The solution to 922(o) will have to be political in the end. The fact is, outside the gun community, the concept of privately owned machine guns is intolerable to American society and 100% of all federal judges. If I had suggested in any way — including, by being evasive and indirect and fudging the answer — that machine guns are the next case and this is the path to dumping 922(o) — I’d have instantly lost all 9 justices. Even Scalia. There wasn’t any question of that, at all, going in, and it was confirmed in unmistakable fashion when I stood there a few feet from the justices and heard and saw how they related to machine guns. It was not just my opinion, but one uniformly held by ALL the attorneys with whom we bounced ideas off, some of them exceedingly bright people. Ditto for the people who wanted me to declare an absolute right, like I’m there to waive some sort of GOA bumper sticker. That’s a good way to lose, too, and look like a moron in the process.
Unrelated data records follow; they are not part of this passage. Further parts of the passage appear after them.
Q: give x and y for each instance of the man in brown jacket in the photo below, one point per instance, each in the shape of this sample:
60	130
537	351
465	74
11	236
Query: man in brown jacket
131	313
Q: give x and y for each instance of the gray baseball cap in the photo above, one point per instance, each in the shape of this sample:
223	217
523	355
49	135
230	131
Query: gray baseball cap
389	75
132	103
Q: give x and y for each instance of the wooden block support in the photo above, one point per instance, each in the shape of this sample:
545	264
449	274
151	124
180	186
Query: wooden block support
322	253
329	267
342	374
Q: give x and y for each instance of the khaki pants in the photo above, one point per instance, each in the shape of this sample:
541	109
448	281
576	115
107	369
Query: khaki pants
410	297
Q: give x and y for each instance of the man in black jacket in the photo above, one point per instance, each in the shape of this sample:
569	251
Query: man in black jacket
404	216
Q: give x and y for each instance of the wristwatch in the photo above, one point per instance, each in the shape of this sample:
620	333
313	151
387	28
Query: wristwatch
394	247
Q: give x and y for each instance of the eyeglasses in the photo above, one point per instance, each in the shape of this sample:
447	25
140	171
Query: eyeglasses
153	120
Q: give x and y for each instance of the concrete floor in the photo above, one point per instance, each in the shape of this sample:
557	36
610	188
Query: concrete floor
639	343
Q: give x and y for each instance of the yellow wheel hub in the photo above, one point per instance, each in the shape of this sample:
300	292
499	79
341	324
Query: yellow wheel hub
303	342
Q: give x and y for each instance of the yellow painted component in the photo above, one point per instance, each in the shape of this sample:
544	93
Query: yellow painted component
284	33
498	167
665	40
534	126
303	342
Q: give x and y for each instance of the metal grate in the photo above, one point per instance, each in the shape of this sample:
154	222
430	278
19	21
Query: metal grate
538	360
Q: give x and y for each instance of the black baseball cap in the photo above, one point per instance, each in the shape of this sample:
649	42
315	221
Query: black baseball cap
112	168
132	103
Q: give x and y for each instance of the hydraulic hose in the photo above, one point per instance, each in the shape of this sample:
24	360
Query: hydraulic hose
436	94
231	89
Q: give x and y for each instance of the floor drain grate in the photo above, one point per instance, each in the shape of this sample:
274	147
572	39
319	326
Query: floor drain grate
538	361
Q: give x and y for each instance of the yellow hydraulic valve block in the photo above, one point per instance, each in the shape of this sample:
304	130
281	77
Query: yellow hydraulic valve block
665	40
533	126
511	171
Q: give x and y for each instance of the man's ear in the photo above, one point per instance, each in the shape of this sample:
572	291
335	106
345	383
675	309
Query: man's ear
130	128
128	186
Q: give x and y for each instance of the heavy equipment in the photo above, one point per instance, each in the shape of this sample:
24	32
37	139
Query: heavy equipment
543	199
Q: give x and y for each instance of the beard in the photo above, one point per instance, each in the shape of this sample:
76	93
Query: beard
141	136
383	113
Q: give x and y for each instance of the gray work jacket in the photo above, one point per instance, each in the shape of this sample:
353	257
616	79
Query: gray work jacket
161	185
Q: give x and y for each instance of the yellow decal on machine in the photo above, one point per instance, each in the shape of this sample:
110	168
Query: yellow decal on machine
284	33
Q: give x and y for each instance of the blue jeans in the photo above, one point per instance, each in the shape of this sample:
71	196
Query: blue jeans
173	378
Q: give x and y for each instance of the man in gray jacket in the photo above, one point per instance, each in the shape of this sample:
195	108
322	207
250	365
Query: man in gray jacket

I didn’t make the last 219 years of constitutional law and I am not responsible for the way that people out there — and on the court– feel about machine guns. Some people in our gun rights community have very…. interesting…. ways of looking at the constitution and the federal courts. I don’t need to pass judgment on it other than to say, it’s not the reality in which we practice law. When we started this over five years ago, the collective rights theory was the controlling law in 47 out of 50 states. hopefully, on next year’s MBE, aspiring lawyers will have to bubble in the individual rights answer to pass the test. I know you and many others out there can appreciate that difference and I thank you for it, even if we can’t get EVERYTHING that EVERYONE wants. Honestly some people just want to stay angry. I’m glad you’re not among them.
You want to change 922(o)? Take a new person shooting. Work for “climate change.”